O mapa de calor é uma técnica de visualização de dados que mostra a magnitude de um fenômeno como cor em duas dimensões. A variação na cor, por matiz ou intensidade, revela como o fenômeno está agrupado ou se modifica. Muito usados no campo da biologia molecular para identificar o comportamento de genes em diferentes condições, os mapas de calor também traduzem visualmente as informações sobre a temperatura corporal, recurso que se popularizou com a pandemia do coronavírus e do qual me apropriei no projeto Coronário.

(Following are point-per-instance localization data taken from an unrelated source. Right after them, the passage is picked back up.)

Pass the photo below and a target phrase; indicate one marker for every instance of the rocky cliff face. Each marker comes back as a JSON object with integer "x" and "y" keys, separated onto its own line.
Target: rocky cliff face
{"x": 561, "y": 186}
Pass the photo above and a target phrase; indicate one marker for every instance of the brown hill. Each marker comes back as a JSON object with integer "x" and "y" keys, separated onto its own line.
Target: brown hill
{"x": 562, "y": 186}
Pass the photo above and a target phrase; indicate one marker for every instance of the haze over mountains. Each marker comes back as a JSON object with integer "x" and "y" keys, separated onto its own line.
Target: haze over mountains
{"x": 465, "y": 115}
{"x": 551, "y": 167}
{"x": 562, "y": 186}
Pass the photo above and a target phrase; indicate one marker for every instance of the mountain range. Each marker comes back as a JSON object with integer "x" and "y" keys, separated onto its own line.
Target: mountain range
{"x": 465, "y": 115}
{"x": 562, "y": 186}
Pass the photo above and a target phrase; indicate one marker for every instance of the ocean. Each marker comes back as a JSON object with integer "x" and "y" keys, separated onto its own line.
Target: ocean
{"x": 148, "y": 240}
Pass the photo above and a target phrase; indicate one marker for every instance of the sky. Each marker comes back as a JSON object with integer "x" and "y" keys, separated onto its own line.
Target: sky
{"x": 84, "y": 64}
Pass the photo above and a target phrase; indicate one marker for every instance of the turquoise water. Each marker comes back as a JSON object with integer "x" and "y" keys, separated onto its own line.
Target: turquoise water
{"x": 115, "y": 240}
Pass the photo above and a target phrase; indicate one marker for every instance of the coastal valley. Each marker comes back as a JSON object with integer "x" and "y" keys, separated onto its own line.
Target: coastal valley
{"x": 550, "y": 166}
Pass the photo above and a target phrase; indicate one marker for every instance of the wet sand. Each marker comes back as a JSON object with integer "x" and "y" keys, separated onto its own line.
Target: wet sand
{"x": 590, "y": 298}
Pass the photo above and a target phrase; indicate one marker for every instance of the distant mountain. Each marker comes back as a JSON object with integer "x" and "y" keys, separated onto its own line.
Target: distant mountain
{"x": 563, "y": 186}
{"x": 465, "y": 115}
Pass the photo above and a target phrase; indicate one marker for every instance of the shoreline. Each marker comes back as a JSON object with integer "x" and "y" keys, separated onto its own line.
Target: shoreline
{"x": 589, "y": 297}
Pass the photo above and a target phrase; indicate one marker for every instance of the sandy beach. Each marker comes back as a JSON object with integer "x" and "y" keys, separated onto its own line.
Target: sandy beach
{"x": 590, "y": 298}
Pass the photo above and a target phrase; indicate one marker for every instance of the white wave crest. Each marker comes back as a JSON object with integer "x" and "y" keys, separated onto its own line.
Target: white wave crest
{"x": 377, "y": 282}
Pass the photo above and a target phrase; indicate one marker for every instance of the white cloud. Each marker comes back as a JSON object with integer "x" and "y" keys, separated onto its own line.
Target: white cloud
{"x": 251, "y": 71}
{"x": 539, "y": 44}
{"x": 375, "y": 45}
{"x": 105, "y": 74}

Obra de net art de minha autoria, comissionada para o programa IMS Convida, do Instituto Moreira Salles, Coronário reúne as palavras mais marcantes da experiência cultural do coronavírus no Brasil (como álcool gel e comunavírus), mensuradas pelo índice de tendências de buscas do Google, entre março e abril, período que coincide com os primeiros dias do isolamento social. As palavras mais acessadas pelo público do site respondem dinamicamente, mudando de cor, em conformidade com um mapa de calor que reflete a atenção recebida.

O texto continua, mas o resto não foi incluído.